The performance difference isn’t subtle. Teams report 30-40% improvement in retrieval quality just by adding keyword search to their semantic pipeline.

Measuring what actually works

The hardest part of building rag system isn’t the code - it’s knowing whether it works. RAG evaluation is tricky because you’re measuring two things: retrieval quality and generation quality.

Separate them.

For retrieval: precision and recall. Of the chunks you retrieved, what percentage were actually relevant? Of all relevant chunks, what percentage did you retrieve? Teams using frameworks like RAGAS track these metrics continuously.

Start with a curated test set. Take 50-100 real queries. Manually identify which documents should be retrieved for each. Now you have ground truth to measure against.

Track metrics that matter:

Precision at k (are my top 5 results relevant?)
Recall (did I find all relevant documents?)
Mean reciprocal rank (where does the first relevant result appear?)
NDCG (are more relevant results ranked higher?)

Don’t just measure final responses.
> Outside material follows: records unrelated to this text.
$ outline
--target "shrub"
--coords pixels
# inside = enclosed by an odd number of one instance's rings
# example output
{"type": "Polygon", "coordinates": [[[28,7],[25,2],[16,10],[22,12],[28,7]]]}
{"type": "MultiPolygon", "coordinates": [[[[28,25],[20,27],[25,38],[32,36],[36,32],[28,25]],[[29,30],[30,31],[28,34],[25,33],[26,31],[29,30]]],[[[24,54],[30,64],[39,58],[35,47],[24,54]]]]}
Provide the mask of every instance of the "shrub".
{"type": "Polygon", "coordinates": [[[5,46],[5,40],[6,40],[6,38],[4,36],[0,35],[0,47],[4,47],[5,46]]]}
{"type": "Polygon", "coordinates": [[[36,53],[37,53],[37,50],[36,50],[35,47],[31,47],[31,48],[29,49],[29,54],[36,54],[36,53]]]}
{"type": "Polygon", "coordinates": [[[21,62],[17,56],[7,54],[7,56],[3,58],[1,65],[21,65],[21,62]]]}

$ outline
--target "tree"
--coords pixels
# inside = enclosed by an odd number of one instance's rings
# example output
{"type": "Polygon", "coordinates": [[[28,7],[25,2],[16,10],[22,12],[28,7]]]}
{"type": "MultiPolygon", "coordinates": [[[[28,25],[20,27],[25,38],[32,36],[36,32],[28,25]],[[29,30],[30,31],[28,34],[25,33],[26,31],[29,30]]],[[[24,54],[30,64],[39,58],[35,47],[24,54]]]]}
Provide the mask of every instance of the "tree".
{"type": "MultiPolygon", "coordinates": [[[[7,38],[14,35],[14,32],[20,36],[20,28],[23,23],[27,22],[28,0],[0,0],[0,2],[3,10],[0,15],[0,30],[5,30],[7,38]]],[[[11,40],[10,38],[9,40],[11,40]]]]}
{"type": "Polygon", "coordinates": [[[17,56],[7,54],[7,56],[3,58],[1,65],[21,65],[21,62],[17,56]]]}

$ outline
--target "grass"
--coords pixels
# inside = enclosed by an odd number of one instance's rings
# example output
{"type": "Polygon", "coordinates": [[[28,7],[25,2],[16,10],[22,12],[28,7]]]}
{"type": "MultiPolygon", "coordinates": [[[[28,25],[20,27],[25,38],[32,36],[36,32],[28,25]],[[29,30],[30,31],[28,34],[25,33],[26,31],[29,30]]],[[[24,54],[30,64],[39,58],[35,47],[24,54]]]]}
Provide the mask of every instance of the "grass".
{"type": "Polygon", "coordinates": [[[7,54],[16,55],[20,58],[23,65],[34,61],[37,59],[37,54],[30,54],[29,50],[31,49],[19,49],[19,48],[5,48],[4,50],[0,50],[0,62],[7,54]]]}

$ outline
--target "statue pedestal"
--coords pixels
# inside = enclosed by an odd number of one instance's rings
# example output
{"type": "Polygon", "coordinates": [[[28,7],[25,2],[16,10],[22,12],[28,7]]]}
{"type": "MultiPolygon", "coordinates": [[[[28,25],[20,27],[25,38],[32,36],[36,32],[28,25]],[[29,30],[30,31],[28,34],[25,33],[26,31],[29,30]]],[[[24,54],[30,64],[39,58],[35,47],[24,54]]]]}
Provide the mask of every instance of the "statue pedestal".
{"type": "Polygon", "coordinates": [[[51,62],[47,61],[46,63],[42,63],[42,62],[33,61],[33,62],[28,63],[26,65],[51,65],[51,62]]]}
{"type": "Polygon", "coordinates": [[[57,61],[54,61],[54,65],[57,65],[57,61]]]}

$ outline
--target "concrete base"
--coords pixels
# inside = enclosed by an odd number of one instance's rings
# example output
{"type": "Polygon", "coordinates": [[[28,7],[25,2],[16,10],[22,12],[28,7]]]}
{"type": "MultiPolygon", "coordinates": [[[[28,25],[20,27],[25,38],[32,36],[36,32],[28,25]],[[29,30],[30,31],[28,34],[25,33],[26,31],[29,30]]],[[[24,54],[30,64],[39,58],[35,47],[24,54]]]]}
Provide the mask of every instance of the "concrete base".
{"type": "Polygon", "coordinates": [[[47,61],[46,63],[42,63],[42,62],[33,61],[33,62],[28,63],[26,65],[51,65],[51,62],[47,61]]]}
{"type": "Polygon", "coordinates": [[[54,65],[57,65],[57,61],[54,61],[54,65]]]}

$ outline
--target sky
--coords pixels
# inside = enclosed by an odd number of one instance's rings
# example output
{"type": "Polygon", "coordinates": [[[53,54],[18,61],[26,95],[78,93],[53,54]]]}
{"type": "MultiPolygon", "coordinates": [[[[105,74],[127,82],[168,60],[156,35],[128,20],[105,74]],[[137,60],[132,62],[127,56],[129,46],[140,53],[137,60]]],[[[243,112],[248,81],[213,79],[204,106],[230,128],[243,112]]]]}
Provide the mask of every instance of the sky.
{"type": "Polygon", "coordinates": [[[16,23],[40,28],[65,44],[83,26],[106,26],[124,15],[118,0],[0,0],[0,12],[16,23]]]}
A RAG system can give good answers despite bad retrieval if it gets lucky, or give bad answers despite perfect retrieval if generation fails. You need to know which component is breaking.

For generation quality, track faithfulness and answer relevance. Faithfulness: is the answer actually supported by retrieved documents? Answer relevance: does it actually address the question?

Building for production from day one

Here’s what production-ready architecture looks like.

Delta processing for document updates. Don’t re-embed your entire document collection when one page changes. Build a system similar to git diff that only processes what changed. Saves compute, reduces latency, prevents version drift.

Monitoring and alerting. Track retrieval latency, embedding generation time, and database query performance. Set alerts for sudden drops in precision or spikes in retrieval time. Production systems need observability to catch degradation before users complain.

Fallback strategies for missing information. RAG systems break when asked about topics not in the knowledge base. Detect low-confidence retrievals and handle them explicitly rather than hallucinating.

Cost optimization matters at scale. Embedding models vary significantly in cost and latency. OpenAI’s models are expensive but high quality. Open source alternatives like E5 or BGE offer comparable performance at lower cost. Domain-specific models like voyage-finance can outperform general models for specialized content.

Vector database choice impacts both performance and cost. Pinecone handles billions of vectors with consistent sub-50ms latency but costs more. Weaviate gives you flexibility and hybrid search with open source options. Chroma works great for prototypes and smaller deployments. Benchmark performance with your actual data before committing.

Start simple, measure everything, iterate

Building RAG system that works in production means building a retrieval system that works in production. Get that right and generation becomes almost easy.

Start with semantic chunking that respects document structure. Add hybrid search from day one. Measure retrieval quality separately from generation quality. Build monitoring before you need it.

The teams that succeed with RAG aren’t the ones with the fanciest models. They’re the ones who treated retrieval as the hard problem it is.